Thursday, October 21, 2004

The Iraqi resistance

One of the amazing things about the Iraq War is that, a year and a half into it, there is still no common definition of who the enemy is.  Bob Dreyfuss looked at this issue three weeks ago: The Resistance by Bob Dreyfuss 09/24/04.  His conclusion:

If we get out [of Iraq], it [the resistance] will peter out. That doesn’t mean Iraq will avoid a civil war, but if we pull out in the right way, we might be able to arrange things so that the central government holds. But that will mean that we encourage a real Iraqi government, one in which Iraqi nationalists, Baathists, communists, Islamists and other “unfriendlies” are amply represented. And then we’ll have to live with that. Or, we could stay and get chewed up for the next 10 years.

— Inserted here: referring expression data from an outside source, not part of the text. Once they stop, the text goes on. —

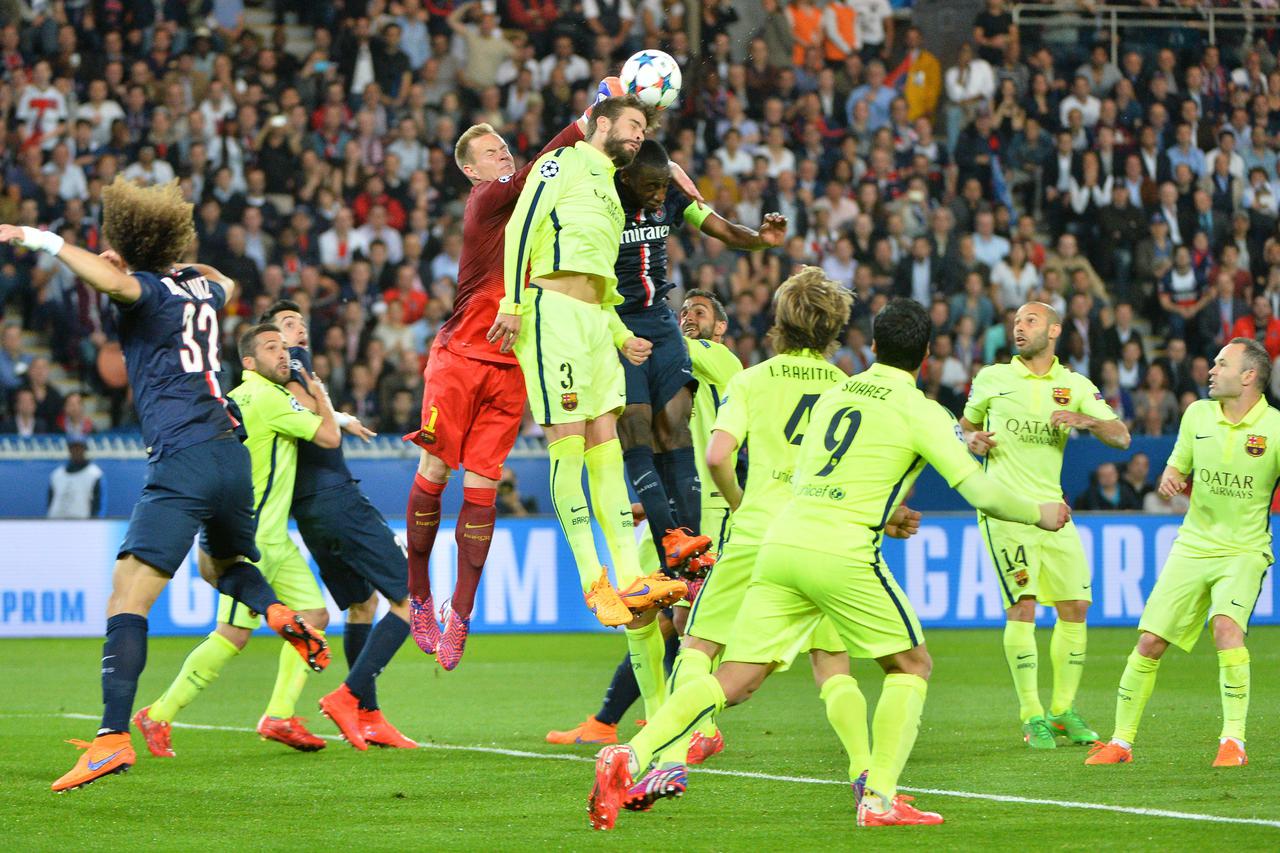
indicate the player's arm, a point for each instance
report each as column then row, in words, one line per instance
column 1095, row 416
column 346, row 423
column 978, row 441
column 722, row 464
column 96, row 272
column 941, row 442
column 727, row 434
column 534, row 205
column 772, row 233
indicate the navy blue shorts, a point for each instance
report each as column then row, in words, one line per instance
column 352, row 544
column 206, row 488
column 668, row 368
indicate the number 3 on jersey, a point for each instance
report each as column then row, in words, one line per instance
column 199, row 316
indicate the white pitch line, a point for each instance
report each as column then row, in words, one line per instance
column 803, row 780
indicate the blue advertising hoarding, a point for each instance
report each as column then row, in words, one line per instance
column 56, row 576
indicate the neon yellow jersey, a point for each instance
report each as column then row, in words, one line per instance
column 568, row 218
column 1234, row 469
column 274, row 420
column 714, row 365
column 868, row 439
column 1015, row 405
column 767, row 407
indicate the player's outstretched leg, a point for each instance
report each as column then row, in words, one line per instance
column 1068, row 649
column 202, row 666
column 1136, row 687
column 474, row 534
column 423, row 521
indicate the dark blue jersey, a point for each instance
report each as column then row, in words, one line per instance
column 169, row 337
column 641, row 265
column 319, row 468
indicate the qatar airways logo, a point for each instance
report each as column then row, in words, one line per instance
column 645, row 235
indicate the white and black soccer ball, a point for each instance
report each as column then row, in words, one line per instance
column 653, row 77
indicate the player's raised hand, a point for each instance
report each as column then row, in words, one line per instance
column 904, row 524
column 359, row 429
column 1054, row 516
column 773, row 229
column 1171, row 482
column 979, row 442
column 685, row 183
column 636, row 350
column 503, row 332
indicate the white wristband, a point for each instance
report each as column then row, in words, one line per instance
column 41, row 241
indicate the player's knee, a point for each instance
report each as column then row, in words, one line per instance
column 1226, row 633
column 362, row 612
column 1151, row 646
column 316, row 619
column 433, row 468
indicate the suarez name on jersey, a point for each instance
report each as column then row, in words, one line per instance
column 169, row 337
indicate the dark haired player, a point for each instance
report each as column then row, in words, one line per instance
column 199, row 474
column 658, row 446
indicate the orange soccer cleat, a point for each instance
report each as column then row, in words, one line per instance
column 380, row 733
column 106, row 755
column 289, row 731
column 1230, row 753
column 1110, row 753
column 155, row 733
column 603, row 601
column 343, row 708
column 653, row 592
column 681, row 543
column 901, row 813
column 307, row 641
column 590, row 730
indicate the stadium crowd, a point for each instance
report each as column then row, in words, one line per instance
column 1138, row 197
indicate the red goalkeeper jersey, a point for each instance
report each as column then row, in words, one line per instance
column 480, row 269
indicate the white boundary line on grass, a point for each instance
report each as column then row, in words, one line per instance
column 746, row 774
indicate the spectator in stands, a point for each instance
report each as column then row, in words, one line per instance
column 1155, row 404
column 1107, row 492
column 76, row 488
column 24, row 422
column 1137, row 474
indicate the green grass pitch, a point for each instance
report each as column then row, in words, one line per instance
column 228, row 789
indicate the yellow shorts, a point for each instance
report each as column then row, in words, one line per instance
column 720, row 616
column 291, row 578
column 794, row 589
column 571, row 368
column 1193, row 588
column 1047, row 566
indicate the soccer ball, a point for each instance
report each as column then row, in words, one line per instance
column 653, row 77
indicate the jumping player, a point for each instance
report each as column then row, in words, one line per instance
column 199, row 475
column 563, row 241
column 475, row 396
column 657, row 443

But the bulk of his post is devoted to discussing this report from the Federation of American Scientists translating what Dreyfuss calls "a very interesting article from Al Zawra , an Iraqi weekly published by the Iraqi Journalists Association, that provides an unprecedented (for me, at least) look at the size and shape of the resistance groups in Iraq."

An Inventory of Iraqi Resistance Groups, FBIS Translated Text, accessed 09/28/04, by Samir Haddad and Mazin Ghazi, Al Zawra (Baghdad) 09/1904.

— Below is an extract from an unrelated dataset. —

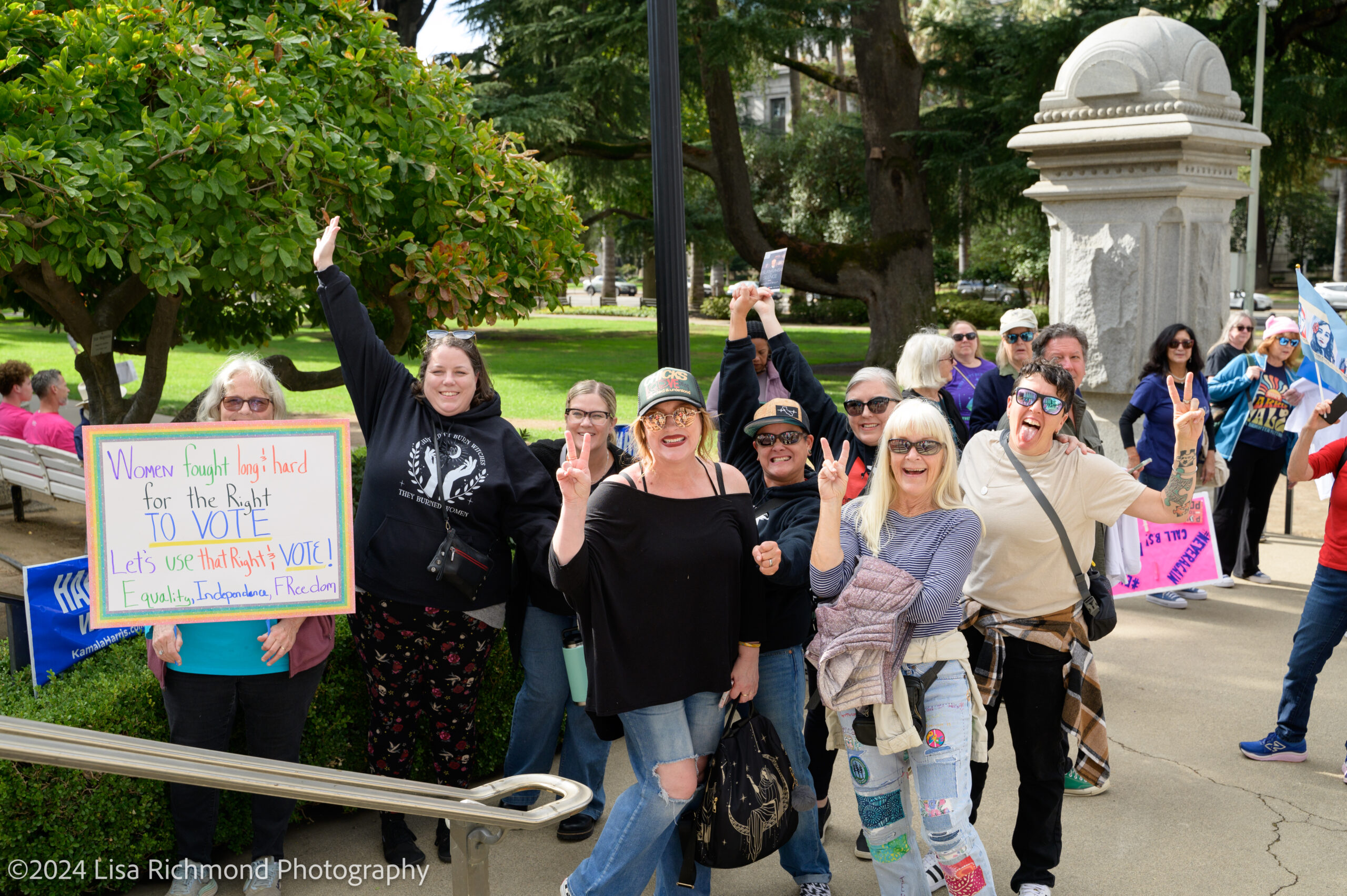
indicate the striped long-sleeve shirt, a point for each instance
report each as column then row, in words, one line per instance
column 935, row 549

It lists Sunni groups it says are mainly targeting "the US occupation": the Iraqi National Islamic Resistance, aka, "The 1920 Revolution Brigades"; the National Front for the Liberation of Iraq, composed of "nationalists and Islamists"; and, the Iraqi Resistance Islamic Front (JAMI).  Smaller Sunni groups include: the Hamzah Faction; the Iraqi Liberation Army; Awakening and Holy War; the White Banners; and, the Al-Haqq Army.  In addition, the article says there are two groups of Sunni Baathists that mainly finance the operations of other groups:

Al-Awdah (The Return): This faction is concentrated in northern Iraq -- Samarra, Tikrit, Al-Dur, and Mosul. It consists of members of the former intelligence apparatus.

Saddam's Fedayeen: The faction was formed by the Saddam regime before the US invasion. Now, it is rumored that many of its members have abandoned their loyalty to Saddam and have joined Islamic and national groups on the side of the 11 September Revolutionary Group and the Serpent's Head Movement.

Among Shiite groups, the article names:  the Al-Mahdi Army, Muqtada al-Sadr's group and Imam Ali Bin-Abi-Talib Jihadi Brigades.  Al-Sadr's group is one that has been considerably discussed in the Western press.  It draws heavily on support among the urban poor. The article doesn't give much information about the other groups, except that it first appeared a year ago.

The article also mentions a number of groups engaged in kidnapping and murder, which presumably range from the fanatically political to organized gangs with few or no political goals.  Among the ones named in the article are the Islamic Retaliation Movement, the Islamic Anger Brigades, the Khalid-Bin-al-Walid Brigades, the Iraq's Martyrs Brigades, the Black Banners Group.

It also lists four that it says "are clearly intellectually close to the beliefs and thinking of Al-Qa'ida Organization and its leader, Usama Bin Ladin," including the Abu-Mus'ab al-Zarqawi Group, the Al-Tawhid wa al-Jihad Group, the Islamic Army in Iraq, a"secret organization that adopts the ideology of Al-Qa'ida," and the Ansar al-Sunnah Movement.  It's a little confusing in that it also says that the Black Banners group is "battalion of the Secret Islamic Army," but it's not clear if that the same as the Islamic Army in Iraq.  And does it mean that Abu Musab al-Zarqawi has two separate and distinct groups?

It's not clear how good the information in this article is.  Dreyfuss called it "very interesting" and clearly thought it was worth mentioning.

But what's striking is that there has been so little written about the resistance, other than vague generalizations about "Baathist dead-enders" and so forth, that I've seen very little information about specific groups to compare to this article's claims.

A year and a half into the war, it's obviously a bad sign if the US government and the "sovereign" Iraqi regime don't have a clear idea who the resistance and the leaders are, other than constantly mentioningal-Zarqawi as an all-purpose bogeyman.